Study design: Retrospective cohort study; analysis of 10% random sample of national Pharmaceutical Benefits Scheme dispensing data.
Participants, setting: Women aged 15–49 years dispensed category X medications, Australia, 1 January 2013 – 31 December 2021.
Main outcome measures: Incident and prevalent dispensing of category X medications, by medication class, age group, and year; contraceptive overlap (proportions of women dispensed hormonal LARC or other hormonal contraception that overlapped the first dispensing of category X medications), by medication class.

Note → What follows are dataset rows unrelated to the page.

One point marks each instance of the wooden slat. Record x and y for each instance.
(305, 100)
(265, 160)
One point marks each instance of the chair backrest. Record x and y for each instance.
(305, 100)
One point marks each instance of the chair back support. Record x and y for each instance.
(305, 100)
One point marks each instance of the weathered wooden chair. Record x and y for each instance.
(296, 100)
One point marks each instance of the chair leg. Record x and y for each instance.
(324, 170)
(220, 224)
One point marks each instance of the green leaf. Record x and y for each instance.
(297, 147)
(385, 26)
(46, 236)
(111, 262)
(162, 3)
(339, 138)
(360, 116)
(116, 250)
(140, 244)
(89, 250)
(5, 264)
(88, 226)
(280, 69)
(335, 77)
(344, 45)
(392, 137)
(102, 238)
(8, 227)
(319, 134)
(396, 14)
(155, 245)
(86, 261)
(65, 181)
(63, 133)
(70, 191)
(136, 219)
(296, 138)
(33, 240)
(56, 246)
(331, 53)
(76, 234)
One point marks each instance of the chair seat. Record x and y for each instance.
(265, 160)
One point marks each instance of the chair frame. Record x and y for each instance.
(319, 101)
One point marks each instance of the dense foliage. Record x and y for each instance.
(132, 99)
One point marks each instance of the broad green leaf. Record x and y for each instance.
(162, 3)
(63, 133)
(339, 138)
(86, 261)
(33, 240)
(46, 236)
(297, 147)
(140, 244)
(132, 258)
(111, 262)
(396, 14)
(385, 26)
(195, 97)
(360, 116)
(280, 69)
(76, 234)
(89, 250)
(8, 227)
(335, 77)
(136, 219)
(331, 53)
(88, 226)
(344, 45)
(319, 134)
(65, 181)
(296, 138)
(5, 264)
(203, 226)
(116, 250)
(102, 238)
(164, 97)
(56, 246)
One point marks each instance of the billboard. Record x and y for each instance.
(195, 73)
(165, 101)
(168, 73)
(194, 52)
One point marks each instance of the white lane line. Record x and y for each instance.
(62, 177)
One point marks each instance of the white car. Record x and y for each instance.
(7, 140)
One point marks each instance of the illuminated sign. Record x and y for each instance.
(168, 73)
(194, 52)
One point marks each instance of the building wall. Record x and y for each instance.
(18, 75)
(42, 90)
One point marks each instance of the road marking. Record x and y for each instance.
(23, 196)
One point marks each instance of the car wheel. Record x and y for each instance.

Results: Among 15 627 women aged 15–49 years dispensed category X medications during 2013–2021, the prevalence of dispensing increased from 4.6 in 2013 to 8.7 per 1000 women aged 15–49 years in 2021; the largest increase was for the dispensing of dermatological agents, from 3.9 to 7.9 per 1000 women aged 15–49 years. LARC overlap was inferred for 2059 women at the time of first dispensing of category X medications (13.2%); 3441 had been dispensed any type of hormonal contraception (22.1%). The proportion with LARC overlap was smallest for those dispensed dermatological agents (1806 of 14 331 women, 12.6%); for this drug class, both LARC overlap (adjusted odds ratio [aOR], 0.17; 95% confidence interval [CI], 0.14–0.20) and any hormonal contraception overlap (aOR, 0.28; 95% CI, 0.25–0.32) were less likely for those aged 15–19 years than for women aged 25–29 years.
Conclusions: Concurrent use of highly effective hormonal contraception at the time of first dispensing of category X medications is low in Australia, raising concerns about potential fetal harms during unintended pregnancies. Awareness of the importance of hormonal contraception and its uptake by women prescribed category X medications should be increased.